DFS

Overview

Depth-First Search is a graph traversal algorithm that explores as far as possible along each branch before backtracking. DFS uses recursion or a stack to dive deep into the graph before exploring other paths.

How DFS Works

DFS starts at a source vertex, marks it as visited, and recursively visits all unvisited neighbors. For each neighbor, it immediately explores that neighbor's neighbors before returning. This creates a deep exploration pattern.

Recursive Implementation

The recursive approach naturally uses the call stack to remember where to backtrack. Each recursive call explores one neighbor deeply, and when all neighbors are explored, the function returns to explore other branches from previous levels.

Stack-Based Implementation

DFS can also use an explicit stack instead of recursion.

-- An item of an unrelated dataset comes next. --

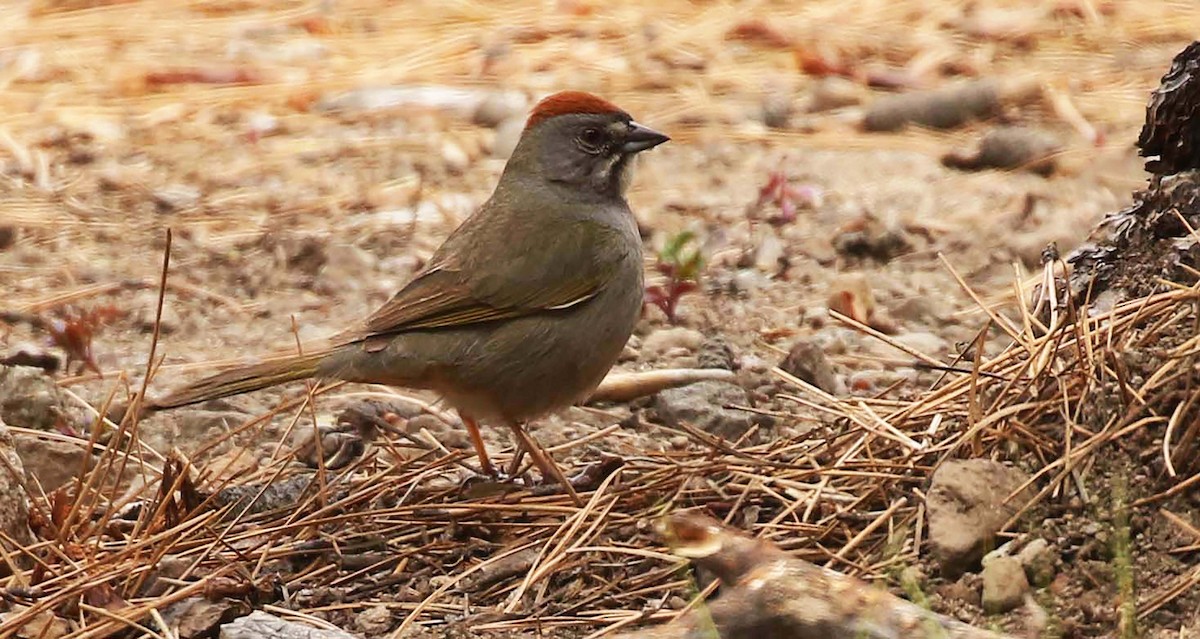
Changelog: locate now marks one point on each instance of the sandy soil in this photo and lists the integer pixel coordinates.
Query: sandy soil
(297, 207)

Push the starting vertex, then while the stack isn't empty, pop a vertex, mark it visited, and push all unvisited neighbors. This mimics the recursive call stack.

Applications of DFS

DFS is useful for finding connected components, detecting cycles in graphs, topological sorting of directed acyclic graphs, solving maze problems, and finding paths between vertices. It's also the foundation for many advanced algorithms.

Time and Space Complexity

Like BFS, DFS has O(V + E) time complexity as it visits each vertex once and checks each edge once. Space complexity is O(V) for the recursion stack or explicit stack, plus the visited tracking.